Detracting from absolute performance during the quarter was Weight Watchers International, Inc., a weight management services company, which encountered increased competition and deteriorating fundamentals. Infogroup, Inc., a data and marketing services company, also detracted from absolute performance; however, we believe the company will be able to work through its issues as a new management team has been executing according to plan. There were no sectors which detracted from performance on an absolute basis.
Contributing to absolute performance during the quarter was Neiman Marcus Group, Inc., which benefited from a skillful management team that has been able to manage through difficult economic environments, while maintaining a strong brand identity. The portfolio's short maturity position in Clear Channel Communications also added to absolute performance, providing an attractive yield. On a sector basis, media/telecom, gaming/leisure, and information technology added the most to absolute performance.
Please refer to www.lordabbett.com under the "Portfolio" tab for a complete list of holdings of the Fund, including the securities discussed above.
We believe the economy is doing reasonably well and that credit conditions should continue to remain benign.
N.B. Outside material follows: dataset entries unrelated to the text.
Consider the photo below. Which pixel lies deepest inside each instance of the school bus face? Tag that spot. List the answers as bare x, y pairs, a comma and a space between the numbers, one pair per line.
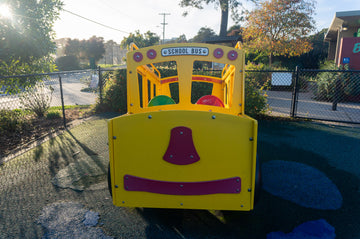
179, 153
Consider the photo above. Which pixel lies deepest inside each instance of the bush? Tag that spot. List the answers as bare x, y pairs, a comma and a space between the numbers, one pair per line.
37, 99
259, 74
12, 121
255, 99
114, 98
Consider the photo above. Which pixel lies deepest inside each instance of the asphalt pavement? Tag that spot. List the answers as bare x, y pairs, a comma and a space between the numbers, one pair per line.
311, 188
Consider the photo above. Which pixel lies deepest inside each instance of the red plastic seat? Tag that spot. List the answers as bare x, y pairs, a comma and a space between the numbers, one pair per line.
210, 100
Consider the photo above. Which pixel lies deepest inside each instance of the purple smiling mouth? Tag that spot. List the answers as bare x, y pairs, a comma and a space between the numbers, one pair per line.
228, 185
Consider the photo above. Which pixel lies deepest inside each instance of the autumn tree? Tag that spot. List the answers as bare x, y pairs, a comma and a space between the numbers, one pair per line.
141, 40
95, 48
26, 39
224, 6
280, 27
83, 50
203, 34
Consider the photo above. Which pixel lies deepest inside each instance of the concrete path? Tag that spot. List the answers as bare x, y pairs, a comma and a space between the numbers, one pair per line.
70, 170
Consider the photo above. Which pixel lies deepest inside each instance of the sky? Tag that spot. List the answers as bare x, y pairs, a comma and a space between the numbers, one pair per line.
144, 15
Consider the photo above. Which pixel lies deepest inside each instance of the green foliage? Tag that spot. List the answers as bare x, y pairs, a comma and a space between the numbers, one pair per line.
140, 40
259, 74
203, 34
67, 63
340, 86
26, 41
224, 5
37, 99
12, 121
114, 98
255, 99
53, 115
85, 49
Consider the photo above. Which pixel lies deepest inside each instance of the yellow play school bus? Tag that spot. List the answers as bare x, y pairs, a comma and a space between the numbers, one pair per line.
173, 151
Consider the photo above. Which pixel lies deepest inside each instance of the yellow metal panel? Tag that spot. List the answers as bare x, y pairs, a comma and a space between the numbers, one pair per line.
222, 141
185, 66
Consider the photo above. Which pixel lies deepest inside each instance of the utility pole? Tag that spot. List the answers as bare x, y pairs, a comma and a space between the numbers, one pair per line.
164, 23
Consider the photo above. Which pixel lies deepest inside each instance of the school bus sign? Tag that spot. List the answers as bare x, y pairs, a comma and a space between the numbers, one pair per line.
350, 52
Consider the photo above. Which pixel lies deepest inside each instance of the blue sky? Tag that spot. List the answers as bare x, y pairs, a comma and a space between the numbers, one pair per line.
129, 16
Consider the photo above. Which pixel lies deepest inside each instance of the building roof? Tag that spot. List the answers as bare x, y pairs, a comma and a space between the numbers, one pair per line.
342, 19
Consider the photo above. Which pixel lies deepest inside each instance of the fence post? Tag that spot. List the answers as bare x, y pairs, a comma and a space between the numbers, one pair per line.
100, 85
295, 93
62, 101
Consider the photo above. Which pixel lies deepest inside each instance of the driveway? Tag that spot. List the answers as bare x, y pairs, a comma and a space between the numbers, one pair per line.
73, 84
311, 185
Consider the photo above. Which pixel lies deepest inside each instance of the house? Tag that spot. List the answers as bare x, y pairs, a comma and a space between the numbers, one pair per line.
344, 39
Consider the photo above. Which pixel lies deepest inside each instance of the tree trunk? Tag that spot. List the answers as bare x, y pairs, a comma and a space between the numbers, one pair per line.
224, 5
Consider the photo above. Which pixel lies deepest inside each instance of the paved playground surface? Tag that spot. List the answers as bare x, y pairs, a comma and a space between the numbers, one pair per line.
312, 186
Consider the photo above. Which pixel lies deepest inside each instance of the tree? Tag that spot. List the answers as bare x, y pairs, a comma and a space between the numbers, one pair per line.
95, 48
180, 39
312, 59
26, 41
203, 34
75, 47
141, 40
280, 27
224, 5
84, 50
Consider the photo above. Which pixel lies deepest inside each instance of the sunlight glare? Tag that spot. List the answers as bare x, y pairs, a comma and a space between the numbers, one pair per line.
5, 11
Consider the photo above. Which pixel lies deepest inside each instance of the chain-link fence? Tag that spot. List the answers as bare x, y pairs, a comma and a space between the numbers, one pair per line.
329, 95
332, 95
52, 89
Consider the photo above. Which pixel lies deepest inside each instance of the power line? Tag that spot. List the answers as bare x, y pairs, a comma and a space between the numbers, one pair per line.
103, 25
164, 23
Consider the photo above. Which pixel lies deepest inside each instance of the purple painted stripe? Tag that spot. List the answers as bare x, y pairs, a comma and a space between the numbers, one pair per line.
228, 185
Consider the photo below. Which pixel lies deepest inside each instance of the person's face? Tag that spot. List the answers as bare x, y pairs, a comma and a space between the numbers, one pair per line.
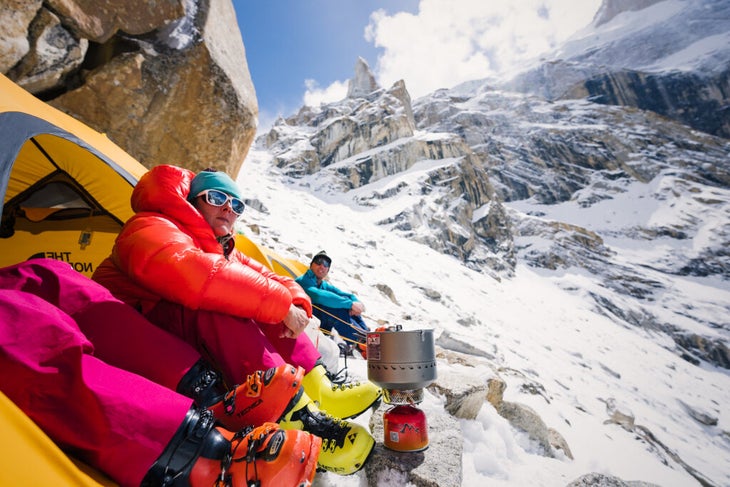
220, 218
320, 267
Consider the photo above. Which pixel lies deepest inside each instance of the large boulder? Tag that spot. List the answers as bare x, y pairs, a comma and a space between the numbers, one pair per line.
167, 81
Much of the economic data has surprised to the upside, and we believe that the default rate will remain low. Supply within the bank loan market has been fairly tight given the demand, and many of the names have benefited, leading to little dispersion across credit qualities. We have been looking for opportunities to trade into higher-quality names at appealing valuations. We have maintained discipline as to which new issues we buy, since pricing and the structure of the deals have not always met our criteria. We have seen terms become less favorable to investors and structures more aggressive, which all point to the importance of thorough credit analysis. We believe individual credit decisions will become increasingly important in this type of environment. Though most of the changes we’ve made in the portfolio have been security specific, we have been finding attractive opportunities in the metals/mining sector.
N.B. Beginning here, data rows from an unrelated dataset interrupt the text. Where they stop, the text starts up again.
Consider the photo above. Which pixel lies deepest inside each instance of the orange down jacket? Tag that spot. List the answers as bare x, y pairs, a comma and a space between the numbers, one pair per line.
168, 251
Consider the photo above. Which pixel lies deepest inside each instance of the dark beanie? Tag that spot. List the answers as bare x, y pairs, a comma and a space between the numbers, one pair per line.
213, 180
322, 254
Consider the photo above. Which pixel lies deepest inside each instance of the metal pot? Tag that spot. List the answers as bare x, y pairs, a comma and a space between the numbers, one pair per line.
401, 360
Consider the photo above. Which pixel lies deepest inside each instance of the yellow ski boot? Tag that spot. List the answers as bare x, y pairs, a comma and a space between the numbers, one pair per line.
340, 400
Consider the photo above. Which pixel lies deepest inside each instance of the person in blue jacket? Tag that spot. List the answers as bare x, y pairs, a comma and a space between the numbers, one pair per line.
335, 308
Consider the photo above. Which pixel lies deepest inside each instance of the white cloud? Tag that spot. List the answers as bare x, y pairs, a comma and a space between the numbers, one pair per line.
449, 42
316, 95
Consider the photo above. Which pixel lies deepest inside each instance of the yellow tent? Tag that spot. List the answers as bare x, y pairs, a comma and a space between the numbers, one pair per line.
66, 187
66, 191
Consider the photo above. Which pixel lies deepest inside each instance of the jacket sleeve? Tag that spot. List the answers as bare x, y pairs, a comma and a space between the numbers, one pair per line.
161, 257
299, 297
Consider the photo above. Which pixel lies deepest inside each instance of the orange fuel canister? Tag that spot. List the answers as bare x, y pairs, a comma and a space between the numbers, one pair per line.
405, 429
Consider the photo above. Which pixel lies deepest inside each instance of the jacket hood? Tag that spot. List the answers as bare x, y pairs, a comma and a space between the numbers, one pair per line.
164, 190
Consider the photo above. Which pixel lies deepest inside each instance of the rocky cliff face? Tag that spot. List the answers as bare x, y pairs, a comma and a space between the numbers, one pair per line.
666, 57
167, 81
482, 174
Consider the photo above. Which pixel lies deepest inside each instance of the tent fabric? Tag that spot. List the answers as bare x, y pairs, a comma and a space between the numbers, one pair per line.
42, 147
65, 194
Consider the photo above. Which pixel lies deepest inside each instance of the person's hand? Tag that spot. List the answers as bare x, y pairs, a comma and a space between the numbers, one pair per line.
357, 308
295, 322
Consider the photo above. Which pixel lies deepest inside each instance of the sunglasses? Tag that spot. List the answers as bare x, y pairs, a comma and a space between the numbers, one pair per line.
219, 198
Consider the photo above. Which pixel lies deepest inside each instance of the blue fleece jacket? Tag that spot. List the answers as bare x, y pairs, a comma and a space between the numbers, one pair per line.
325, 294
We will continue to seek yield-enhancement additions to the portfolio primarily across the non-investment-grade credit curve relative to the portfolio's benchmark, the Credit Suisse Leveraged Loan Index. We believe that loans will continue to attract investors to the asset class, given their superior position in the capital structure and the yield they provide.
Performance data quoted is historical. Past performance is not indicative of future results. Current performance may be higher or lower than the performance quoted. The investment return and principal value of an investment in the Fund will fluctuate so that shares, on any given day or when redeemed, may be worth more or less than their original cost. To obtain performance data current to the most recent quarter-end, go to quarter ending performance on our Website or call Lord Abbett at (888) 522-2388.
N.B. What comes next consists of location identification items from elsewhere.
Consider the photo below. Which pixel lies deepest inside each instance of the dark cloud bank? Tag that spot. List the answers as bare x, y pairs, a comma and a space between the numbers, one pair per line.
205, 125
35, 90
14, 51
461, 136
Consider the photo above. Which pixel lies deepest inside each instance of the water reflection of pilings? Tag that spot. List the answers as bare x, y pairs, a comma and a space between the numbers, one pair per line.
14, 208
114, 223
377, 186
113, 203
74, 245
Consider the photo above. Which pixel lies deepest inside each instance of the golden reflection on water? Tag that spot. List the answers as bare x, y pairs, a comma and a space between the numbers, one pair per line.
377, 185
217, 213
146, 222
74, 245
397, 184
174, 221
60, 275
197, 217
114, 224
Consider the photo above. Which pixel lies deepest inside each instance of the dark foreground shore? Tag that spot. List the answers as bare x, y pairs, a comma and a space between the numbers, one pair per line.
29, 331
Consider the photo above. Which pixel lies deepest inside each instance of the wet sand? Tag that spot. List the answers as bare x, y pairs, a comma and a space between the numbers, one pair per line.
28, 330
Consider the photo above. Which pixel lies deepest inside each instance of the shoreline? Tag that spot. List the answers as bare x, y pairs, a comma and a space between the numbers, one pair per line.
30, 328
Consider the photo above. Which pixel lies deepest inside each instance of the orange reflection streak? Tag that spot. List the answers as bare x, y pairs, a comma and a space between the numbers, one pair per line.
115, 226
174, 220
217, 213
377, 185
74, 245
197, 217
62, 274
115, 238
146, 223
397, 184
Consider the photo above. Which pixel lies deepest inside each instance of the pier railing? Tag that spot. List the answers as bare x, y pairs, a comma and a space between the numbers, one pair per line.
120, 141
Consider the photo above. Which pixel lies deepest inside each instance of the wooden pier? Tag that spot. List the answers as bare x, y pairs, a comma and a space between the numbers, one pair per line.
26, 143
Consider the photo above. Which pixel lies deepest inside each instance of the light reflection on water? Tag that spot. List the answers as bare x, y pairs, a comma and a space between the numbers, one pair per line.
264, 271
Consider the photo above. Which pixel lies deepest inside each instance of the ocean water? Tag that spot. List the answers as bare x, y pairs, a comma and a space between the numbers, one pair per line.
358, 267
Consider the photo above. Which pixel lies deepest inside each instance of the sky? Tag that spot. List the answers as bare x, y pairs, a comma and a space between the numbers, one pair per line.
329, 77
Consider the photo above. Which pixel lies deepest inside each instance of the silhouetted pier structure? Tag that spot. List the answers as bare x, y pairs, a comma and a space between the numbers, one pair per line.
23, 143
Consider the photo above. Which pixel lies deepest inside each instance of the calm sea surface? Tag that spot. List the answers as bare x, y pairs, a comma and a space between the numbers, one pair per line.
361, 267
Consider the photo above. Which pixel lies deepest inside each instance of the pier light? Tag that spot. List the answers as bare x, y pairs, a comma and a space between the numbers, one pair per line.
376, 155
1 The Fund’s dividend yield is shown without sales charges (at NAV) and with maximum sales charges (at MOP). The Fund’s dividend yield takes into account any fee waiver or expense limitation arrangements, if any. Without such fee waivers or expense limitation arrangements, the Fund’s dividend yield would have been lower. Information regarding any fee waivers or expense limitation arrangements applicable to the Fund is provided with the Fund’s expense ratio information.
2 The Fund’s unsubsidized dividend yield is shown without sales charges (at NAV) and with maximum sales charges (at MOP). The Fund’s unsubsidized dividend yield reflects what the yield would have been without the effect of fee waivers or expense limitation arrangements.